Creating quality content is more important to your Google SEO than stuffing your post full of keywords and tags.
Another important part of keyphrasing is answering questions. It’s a common practice in semantic search these days to type out the search query in the form of a question. This article gives you some quick tips on how to see what questions people are asking to get to your site. Given that knowledge, use their questions in your post, and answer them.
How do I create quality content that will get good Google results? By clearly stating your core proposition in several ways, and answering the question searchers are asking.
Don’t sell; educate.
Whether you have a product, a service, or just a simple blog tracking your non-profit organic chicken farm’s egg production, people do not come to your website for advertising. They come for information. If your posts and page content gives them the information they’re seeking, you already have a customer, whether there’s any transaction right that second or not. What’s more, the more comprehensive your site’s information is, the more valuable a resource Google thinks it is for answering similar questions. There are a couple of things your site should have no matter what:
- An FAQ – Seriously, unless you simply have never answered a question in conjunction with your site, product, or service, this is a critical need.

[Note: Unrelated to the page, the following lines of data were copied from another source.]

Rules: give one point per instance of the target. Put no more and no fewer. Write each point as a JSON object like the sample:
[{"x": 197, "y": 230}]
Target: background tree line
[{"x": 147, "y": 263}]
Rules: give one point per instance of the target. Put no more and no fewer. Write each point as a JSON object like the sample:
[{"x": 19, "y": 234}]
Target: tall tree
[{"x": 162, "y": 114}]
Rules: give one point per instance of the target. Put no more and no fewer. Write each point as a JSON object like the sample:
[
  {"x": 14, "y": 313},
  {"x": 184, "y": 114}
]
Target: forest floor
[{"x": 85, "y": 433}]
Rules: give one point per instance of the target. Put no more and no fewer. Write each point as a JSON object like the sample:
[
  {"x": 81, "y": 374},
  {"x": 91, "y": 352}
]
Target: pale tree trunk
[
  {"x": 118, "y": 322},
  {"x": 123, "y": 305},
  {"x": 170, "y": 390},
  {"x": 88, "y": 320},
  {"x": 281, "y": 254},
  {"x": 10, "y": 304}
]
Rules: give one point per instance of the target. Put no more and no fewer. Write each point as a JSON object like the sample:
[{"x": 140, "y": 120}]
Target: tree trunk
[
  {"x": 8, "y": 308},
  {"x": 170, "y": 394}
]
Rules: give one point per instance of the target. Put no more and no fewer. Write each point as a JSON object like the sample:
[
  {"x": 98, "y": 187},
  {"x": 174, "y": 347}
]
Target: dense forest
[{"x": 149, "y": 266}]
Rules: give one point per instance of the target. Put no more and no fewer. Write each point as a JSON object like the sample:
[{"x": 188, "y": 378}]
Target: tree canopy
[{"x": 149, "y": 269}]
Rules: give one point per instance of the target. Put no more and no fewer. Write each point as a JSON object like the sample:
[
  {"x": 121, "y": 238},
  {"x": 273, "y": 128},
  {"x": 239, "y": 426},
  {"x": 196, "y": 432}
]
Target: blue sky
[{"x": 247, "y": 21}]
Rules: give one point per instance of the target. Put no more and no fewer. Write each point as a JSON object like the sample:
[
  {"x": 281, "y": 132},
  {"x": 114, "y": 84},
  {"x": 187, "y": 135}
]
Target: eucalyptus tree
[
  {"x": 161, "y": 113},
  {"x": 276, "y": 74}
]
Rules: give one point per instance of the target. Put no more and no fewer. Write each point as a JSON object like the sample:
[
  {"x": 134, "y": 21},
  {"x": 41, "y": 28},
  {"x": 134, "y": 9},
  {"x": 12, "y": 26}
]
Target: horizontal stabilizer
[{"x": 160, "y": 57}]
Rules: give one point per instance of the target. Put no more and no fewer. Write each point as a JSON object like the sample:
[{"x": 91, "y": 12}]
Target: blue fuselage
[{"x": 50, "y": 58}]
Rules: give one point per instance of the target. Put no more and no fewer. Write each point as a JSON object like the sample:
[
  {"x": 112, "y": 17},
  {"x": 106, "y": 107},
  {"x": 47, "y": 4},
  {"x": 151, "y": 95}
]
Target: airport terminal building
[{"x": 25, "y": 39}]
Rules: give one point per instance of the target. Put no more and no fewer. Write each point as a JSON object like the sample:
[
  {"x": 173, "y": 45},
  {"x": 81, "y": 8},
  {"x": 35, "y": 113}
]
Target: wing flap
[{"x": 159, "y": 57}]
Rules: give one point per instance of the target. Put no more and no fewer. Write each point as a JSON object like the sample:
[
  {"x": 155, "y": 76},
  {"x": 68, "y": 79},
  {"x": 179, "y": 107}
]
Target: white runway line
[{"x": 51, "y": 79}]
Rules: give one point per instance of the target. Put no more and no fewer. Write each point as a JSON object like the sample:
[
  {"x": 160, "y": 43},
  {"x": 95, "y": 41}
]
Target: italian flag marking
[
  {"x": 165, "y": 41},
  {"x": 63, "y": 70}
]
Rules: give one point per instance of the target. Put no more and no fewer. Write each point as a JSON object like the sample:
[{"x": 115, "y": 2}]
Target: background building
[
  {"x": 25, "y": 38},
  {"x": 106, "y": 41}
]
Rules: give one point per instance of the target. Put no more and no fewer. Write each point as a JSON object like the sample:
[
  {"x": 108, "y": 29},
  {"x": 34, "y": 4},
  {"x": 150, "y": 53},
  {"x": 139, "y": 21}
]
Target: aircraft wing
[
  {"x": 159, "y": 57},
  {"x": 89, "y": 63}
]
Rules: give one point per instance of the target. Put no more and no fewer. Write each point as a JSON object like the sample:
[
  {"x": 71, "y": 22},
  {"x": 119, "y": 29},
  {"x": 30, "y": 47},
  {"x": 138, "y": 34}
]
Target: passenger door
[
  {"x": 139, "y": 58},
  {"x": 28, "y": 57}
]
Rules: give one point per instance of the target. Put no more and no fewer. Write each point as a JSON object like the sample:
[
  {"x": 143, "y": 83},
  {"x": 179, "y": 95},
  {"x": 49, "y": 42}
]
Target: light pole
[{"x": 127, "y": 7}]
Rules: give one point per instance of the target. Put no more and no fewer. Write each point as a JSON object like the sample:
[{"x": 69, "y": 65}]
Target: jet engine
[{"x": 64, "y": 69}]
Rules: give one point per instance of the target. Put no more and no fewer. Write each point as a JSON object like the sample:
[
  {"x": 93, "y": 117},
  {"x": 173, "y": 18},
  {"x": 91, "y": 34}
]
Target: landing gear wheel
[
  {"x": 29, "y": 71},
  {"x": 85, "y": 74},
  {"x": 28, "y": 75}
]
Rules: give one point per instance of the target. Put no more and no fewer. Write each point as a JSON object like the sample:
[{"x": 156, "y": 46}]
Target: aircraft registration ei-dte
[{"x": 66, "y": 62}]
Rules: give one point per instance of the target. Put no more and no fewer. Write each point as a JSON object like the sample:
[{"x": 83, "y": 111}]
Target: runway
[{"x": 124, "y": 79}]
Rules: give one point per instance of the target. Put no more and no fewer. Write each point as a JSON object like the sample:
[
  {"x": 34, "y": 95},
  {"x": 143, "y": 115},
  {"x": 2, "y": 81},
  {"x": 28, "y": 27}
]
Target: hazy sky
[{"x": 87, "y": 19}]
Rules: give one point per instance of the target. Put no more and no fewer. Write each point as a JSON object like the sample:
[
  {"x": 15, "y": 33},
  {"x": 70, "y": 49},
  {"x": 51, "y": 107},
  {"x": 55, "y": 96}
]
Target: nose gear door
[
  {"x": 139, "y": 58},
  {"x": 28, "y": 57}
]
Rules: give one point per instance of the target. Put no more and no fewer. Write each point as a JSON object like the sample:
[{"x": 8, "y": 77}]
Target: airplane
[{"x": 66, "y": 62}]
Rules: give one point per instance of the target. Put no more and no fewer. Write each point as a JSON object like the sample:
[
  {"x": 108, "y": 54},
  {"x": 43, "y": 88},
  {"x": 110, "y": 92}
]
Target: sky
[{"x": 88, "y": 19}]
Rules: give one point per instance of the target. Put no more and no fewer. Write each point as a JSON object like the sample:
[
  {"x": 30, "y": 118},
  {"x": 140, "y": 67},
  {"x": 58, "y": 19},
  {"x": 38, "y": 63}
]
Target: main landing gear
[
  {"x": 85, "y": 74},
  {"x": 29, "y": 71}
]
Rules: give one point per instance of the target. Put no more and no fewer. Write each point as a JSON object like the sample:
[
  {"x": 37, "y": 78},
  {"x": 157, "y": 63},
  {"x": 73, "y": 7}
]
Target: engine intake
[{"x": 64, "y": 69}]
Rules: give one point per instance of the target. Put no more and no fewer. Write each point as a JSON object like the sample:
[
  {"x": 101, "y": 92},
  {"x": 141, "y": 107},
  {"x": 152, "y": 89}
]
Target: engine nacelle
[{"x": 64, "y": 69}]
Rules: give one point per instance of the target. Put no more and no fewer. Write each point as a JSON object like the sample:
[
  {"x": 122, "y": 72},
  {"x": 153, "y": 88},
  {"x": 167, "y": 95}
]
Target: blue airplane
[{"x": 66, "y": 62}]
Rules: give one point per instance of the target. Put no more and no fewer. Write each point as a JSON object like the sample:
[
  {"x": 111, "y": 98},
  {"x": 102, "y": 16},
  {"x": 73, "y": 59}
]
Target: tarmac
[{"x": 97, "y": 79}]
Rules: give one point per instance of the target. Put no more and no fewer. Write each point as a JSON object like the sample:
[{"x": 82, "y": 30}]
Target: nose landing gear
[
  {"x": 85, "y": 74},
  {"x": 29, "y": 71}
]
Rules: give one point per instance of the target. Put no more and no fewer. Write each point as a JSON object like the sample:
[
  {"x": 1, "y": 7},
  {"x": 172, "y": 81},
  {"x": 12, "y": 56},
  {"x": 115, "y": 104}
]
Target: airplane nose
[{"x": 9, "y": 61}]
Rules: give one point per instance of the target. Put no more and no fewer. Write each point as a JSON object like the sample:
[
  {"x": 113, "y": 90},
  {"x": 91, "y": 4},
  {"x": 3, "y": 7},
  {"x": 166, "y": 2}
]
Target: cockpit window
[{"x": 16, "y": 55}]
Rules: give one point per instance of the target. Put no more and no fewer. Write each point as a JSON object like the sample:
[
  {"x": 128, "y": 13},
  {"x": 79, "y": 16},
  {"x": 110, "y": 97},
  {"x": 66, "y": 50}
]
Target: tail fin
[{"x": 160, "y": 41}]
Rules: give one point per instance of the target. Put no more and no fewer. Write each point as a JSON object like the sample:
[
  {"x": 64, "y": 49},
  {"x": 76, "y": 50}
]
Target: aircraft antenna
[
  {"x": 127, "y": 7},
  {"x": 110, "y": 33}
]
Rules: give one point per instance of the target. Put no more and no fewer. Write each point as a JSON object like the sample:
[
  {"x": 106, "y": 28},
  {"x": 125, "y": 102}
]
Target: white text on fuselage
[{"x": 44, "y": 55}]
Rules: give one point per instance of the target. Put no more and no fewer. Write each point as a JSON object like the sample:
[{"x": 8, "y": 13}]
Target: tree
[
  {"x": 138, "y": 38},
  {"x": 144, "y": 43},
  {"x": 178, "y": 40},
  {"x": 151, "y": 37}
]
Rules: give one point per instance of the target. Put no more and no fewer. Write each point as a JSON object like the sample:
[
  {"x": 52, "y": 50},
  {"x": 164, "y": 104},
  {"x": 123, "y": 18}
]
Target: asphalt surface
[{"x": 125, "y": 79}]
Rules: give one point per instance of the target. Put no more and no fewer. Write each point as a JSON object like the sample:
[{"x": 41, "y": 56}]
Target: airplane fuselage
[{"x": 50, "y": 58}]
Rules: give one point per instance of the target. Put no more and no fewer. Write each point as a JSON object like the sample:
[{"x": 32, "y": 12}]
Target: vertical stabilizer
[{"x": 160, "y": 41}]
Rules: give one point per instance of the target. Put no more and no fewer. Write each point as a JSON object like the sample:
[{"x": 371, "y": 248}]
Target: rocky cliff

Google is attempting to provide straight up definition results as often as possible, and an FAQ can both answer the question as noted above, but also be included in their definition responses.
- Guides, Tips, and Tricks – Cracked.com has mastered the simple list format; a quick look through their archive shows hundreds of articles such as “The 5 things that might kill you but won’t because they’re old wives tales except they’re actually true and you’re really going to die.”, or something like that. As simple and cliche as that formula is, it works really well because it promises the reader both interesting information, in a concise and digestible amount. Once again, these pages answer questions, which draws both click-through, and higher ranking.
- A Blog – I almost didn’t include it, because it really should be common sense at this point. No matter what type of business you have, nothing is going to give you better results for everything we’ve discussed here, plus keep your freshness rating with Google high. (Pro-tip: freshness is really, really important to Google). If your site is simply a show case for your product, and you’re not turning over high volume a la MegaConglomerateCorp.com, stale pages are a fast track to page 100. Some SEO Cowboys (along with actually useful people) suggest that if you have posts older than two years, it’s beneficial to use 301 redirects to point to more current posts on the same topic.
Every site will have some intuitive section where useful information can be presented on a regular basis, whether it’s one of the options above, an “Ask the Expert” category, or simply a well curated collection of technical documentation which is frequently updated. If you don’t already have it, figure out where it should be on your site, and add it.
Like it or not, G+ is Google’s baby, and it’s here to stay. What’s more, links which have been “+1’ed” will begin to rank more highly than links without it. Currently, anyone who has a Google account will see that their logged in searches now show a “personal” results section with content that has been highlighted on Google+. Even if you won’t use the service on a personal level, create a Brand+ page for your site, and share every piece of content you publish there. Building even a small group of followers on G+ can have a substantial effect on your search results, and you can now directly observe the impact +1’s are having on your results in your Google Webmaster Tools dashboard. With such a clear tool to personally impact your search results in a meaningful way, you’re shooting yourself in the foot if you don’t use it.
So, ok, the opening title was trite and cliched, but you still came out with three important tips to optimize your site’s content for Google.
See what I did there?
Edit, one day after this post went live:
Howdy guys, Erin here.
To show you Mr. Jenkins really knows his stuff, here’s a screenshot of this post on Google’s front page search results this afternoon:
Number 6 out of 33.5 million results? Not too shabby!
We’re also on the front page for the following search result:
Number 5 out of 88.6 million results. Seriously, folks; don’t hire an “SEO Expert” like the dude in the hat at the top – you don’t need him. Just follow some quality, free advice like this, and your SEO will be fat and happy.